Empirical Evaluation of Data Augmentations for Biobehavioral Time Series
Data with Deep Learning
- URL: http://arxiv.org/abs/2210.06701v1
- Date: Thu, 13 Oct 2022 03:40:12 GMT
- Title: Empirical Evaluation of Data Augmentations for Biobehavioral Time Series
Data with Deep Learning
- Authors: Huiyuan Yang, Han Yu, Akane Sano
- Abstract summary: Data augmentation (DA) is a critical step for the success of deep learning models on biobehavioral time series data.
We first systematically review eight basic DA methods for biobehavioral time series data, and evaluate the effects on seven datasets with three backbones.
Next, we explore adapting more recent DA techniques to biobehavioral time series data by designing a new policy architecture.

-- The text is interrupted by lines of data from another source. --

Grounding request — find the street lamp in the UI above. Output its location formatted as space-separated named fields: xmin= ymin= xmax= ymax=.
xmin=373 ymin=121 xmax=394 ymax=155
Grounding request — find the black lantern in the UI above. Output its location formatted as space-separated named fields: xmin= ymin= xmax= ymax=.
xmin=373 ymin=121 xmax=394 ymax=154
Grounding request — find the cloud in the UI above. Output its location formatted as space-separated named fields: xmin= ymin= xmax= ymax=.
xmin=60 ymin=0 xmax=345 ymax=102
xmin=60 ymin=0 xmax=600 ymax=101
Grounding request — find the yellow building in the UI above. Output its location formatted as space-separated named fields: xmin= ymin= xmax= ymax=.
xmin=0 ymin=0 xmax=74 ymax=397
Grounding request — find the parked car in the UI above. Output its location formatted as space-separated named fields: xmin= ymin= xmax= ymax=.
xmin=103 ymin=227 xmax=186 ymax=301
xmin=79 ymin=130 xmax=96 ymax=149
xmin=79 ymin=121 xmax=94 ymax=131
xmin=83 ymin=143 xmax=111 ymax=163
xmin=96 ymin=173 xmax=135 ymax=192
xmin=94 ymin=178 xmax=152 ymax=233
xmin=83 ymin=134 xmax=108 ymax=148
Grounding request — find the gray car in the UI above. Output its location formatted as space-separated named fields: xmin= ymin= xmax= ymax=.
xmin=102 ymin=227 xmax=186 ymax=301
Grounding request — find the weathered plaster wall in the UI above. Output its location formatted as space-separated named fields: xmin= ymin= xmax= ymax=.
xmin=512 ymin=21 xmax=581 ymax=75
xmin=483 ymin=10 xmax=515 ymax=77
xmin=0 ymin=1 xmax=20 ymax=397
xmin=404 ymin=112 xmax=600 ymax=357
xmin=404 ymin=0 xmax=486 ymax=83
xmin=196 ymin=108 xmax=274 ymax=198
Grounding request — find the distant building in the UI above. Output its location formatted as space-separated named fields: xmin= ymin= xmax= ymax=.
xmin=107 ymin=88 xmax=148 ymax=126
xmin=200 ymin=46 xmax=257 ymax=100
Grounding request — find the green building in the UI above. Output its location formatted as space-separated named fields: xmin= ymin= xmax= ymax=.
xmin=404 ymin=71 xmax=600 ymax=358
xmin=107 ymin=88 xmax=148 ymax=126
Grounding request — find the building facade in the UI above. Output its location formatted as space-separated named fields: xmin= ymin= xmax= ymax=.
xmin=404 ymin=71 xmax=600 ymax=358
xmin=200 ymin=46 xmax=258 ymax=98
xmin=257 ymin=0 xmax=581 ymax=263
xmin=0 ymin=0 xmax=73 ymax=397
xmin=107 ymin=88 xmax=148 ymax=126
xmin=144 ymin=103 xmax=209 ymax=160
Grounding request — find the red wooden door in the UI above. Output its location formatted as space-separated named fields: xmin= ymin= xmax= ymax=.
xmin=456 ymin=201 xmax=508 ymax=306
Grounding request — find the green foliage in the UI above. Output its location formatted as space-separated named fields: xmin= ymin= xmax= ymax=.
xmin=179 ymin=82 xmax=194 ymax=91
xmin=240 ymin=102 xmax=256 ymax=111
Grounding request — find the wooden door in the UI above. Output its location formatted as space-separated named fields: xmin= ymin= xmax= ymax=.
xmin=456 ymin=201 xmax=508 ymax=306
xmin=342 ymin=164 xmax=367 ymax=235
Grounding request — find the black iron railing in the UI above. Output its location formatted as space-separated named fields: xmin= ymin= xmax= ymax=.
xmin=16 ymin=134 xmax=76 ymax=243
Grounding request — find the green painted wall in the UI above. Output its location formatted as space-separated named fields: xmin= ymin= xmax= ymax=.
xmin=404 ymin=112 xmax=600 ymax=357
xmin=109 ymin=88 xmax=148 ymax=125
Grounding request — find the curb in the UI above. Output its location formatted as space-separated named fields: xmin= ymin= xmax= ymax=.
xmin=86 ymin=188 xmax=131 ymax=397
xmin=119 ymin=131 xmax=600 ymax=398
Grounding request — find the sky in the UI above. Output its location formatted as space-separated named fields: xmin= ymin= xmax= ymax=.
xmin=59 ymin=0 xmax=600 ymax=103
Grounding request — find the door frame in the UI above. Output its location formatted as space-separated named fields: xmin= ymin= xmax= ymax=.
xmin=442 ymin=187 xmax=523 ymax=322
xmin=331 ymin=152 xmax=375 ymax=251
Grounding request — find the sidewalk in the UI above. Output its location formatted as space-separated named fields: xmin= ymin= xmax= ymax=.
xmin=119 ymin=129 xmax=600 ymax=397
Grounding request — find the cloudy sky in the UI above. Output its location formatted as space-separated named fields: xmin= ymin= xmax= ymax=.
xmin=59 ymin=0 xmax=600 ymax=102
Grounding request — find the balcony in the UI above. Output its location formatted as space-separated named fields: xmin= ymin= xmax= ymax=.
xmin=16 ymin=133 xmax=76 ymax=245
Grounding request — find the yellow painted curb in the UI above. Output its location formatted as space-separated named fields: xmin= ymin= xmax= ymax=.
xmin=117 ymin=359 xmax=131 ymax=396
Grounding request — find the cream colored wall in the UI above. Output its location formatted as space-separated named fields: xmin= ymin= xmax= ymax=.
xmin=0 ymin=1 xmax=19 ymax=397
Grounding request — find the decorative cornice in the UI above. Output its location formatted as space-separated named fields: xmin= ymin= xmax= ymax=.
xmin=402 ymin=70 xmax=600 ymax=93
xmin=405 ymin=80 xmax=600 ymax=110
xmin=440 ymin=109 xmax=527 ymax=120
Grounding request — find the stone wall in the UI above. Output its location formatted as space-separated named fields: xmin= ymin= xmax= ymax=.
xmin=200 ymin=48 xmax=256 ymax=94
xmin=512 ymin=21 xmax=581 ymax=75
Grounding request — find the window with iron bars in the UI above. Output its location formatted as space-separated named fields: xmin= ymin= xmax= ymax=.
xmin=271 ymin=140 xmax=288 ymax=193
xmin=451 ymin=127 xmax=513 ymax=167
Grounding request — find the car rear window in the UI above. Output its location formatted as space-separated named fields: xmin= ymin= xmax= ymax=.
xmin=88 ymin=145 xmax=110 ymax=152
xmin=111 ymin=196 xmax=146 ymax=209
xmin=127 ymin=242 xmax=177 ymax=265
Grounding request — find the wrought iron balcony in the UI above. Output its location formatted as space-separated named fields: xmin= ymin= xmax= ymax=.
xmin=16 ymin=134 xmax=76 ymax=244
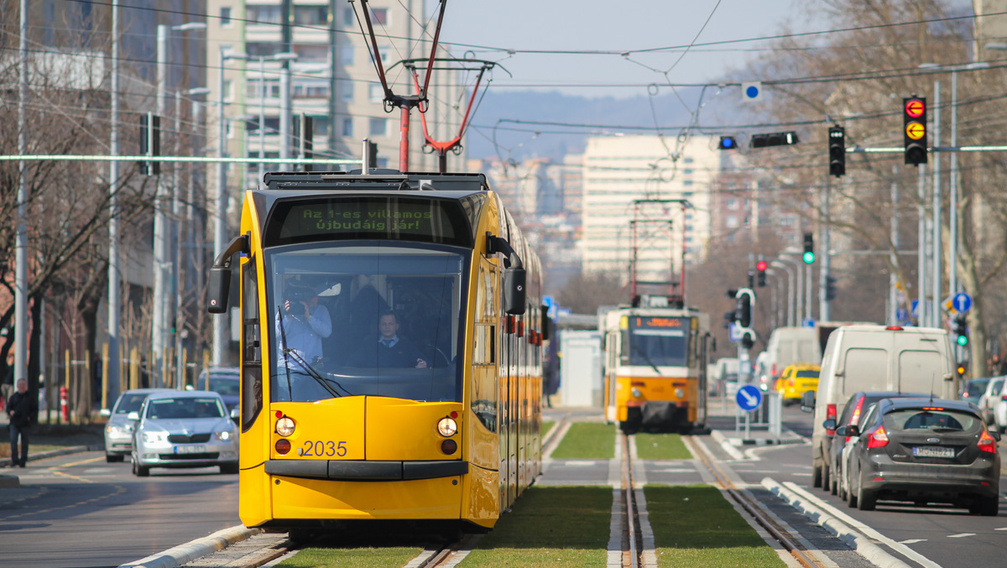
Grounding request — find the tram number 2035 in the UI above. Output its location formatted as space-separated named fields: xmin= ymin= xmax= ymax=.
xmin=297 ymin=440 xmax=346 ymax=457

- Score: 16.84326709739788
- License: http://arxiv.org/licenses/nonexclusive-distrib/1.0/
- Abstract: Deep learning has performed remarkably well on many tasks recently. However,
the superior performance of deep models relies heavily on the availability of a
large number of training data, which limits the wide adaptation of deep models
on various clinical and affective computing tasks, as the labeled data are
usually very limited. As an effective technique to increase the data
variability and thus train deep models with better generalization, data
augmentation (DA) is a critical step for the success of deep learning models on
biobehavioral time series data. However, the effectiveness of various DAs for
different datasets with different tasks and deep models is understudied for
biobehavioral time series data. In this paper, we first systematically review
eight basic DA methods for biobehavioral time series data, and evaluate the
effects on seven datasets with three backbones. Next, we explore adapting more
recent DA techniques (i.e., automatic augmentation, random augmentation) to
biobehavioral time series data by designing a new policy architecture
applicable to time series data. Last, we try to answer the question of why a DA
is effective (or not) by first summarizing two desired attributes for
augmentations (challenging and faithful), and then utilizing two metrics to
quantitatively measure the corresponding attributes, which can guide us in the
search for more effective DA for biobehavioral time series data by designing
more challenging but still faithful transformations. Our code and results are
available at Link.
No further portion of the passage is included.